With more severe damage to the hip labrum or failure of conservative therapy, surgery is recommended. The surgical approach mostly relies on hip arthroscopy, which is used also as a diagnostic tool. The purpose of hip arthroscopy is multi-fold:

Labral refixation used to reattach the disconnected labrum to the edges of the acetabulum using suture and screws

Debridement of the labrum; when greater damage of the labrum occurs and cannot be salvaged, part of the cartilage is debrided (removed) to avoid that it interferes with the movement of the hip causing pain.

When severe hipbone abnormalities are present or in case of femoro-acetabular impingement, open hip surgery becomes necessary to resolve the complexity of the pathology.

Reducing weight bearing alleviates pain and speeds recovery after a hip labral injury


Physical therapy is indicated following a short period of rest and guided by a physiotherapist. With a successful conservative treatment for minor labral tears the prognosis is up to 6 weeks whereas following surgery for more severe labral tears up to 8 weeks or longer.
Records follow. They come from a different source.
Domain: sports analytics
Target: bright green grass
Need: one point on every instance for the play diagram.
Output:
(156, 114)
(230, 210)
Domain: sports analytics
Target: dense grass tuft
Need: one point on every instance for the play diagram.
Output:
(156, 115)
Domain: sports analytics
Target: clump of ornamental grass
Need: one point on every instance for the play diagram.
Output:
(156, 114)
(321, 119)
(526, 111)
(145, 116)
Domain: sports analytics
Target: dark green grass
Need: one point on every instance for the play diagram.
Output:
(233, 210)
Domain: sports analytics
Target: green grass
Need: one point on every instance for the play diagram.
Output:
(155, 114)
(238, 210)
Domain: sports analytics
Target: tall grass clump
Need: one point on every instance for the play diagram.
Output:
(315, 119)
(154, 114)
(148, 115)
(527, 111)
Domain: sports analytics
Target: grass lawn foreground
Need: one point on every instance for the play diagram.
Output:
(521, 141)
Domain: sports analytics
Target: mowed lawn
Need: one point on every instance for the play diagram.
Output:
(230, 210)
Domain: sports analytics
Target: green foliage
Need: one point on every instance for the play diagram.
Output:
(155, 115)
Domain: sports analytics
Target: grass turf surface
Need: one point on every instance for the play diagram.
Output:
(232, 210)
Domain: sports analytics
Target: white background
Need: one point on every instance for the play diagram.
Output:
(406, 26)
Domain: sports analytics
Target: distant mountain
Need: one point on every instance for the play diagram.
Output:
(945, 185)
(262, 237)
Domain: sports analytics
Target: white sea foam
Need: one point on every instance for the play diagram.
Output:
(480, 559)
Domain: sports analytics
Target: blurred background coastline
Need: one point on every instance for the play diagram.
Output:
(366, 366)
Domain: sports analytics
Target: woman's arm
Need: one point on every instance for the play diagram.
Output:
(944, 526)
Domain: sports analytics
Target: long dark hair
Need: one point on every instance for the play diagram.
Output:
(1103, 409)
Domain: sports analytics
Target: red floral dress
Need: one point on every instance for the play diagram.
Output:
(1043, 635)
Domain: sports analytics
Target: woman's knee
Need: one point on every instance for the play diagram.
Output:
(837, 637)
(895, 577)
The intensity of physical exercise is increased in accordance with the improvement of symptoms. The aim of physiotherapy is to improve joint flexibility and strengthening the pelvis, glutei and thigh muscles to stabilise the hip. Physiotherapy management also includes:


Ice treatment

Antiinflammatory therapy (NSAIDs)

Use of crutches

Exercise in the pool to reduce stress on hips



Climbing stairs

Activity modifying regime

Return to activity plan

Strengthening the muscles around the hips and buttocks reduces the risk of injuries to the labrum


The most effective prevention for a labral tear of the hip involves the modification of activities during strenuous sport that increase the risk of the pathology. In such activities it is recommended to keep the entire musculature around the hip well toned and flexible. It is important to avoid loading the hip with full body weight especially when the legs are at maximal aperture from the normal range of the hip.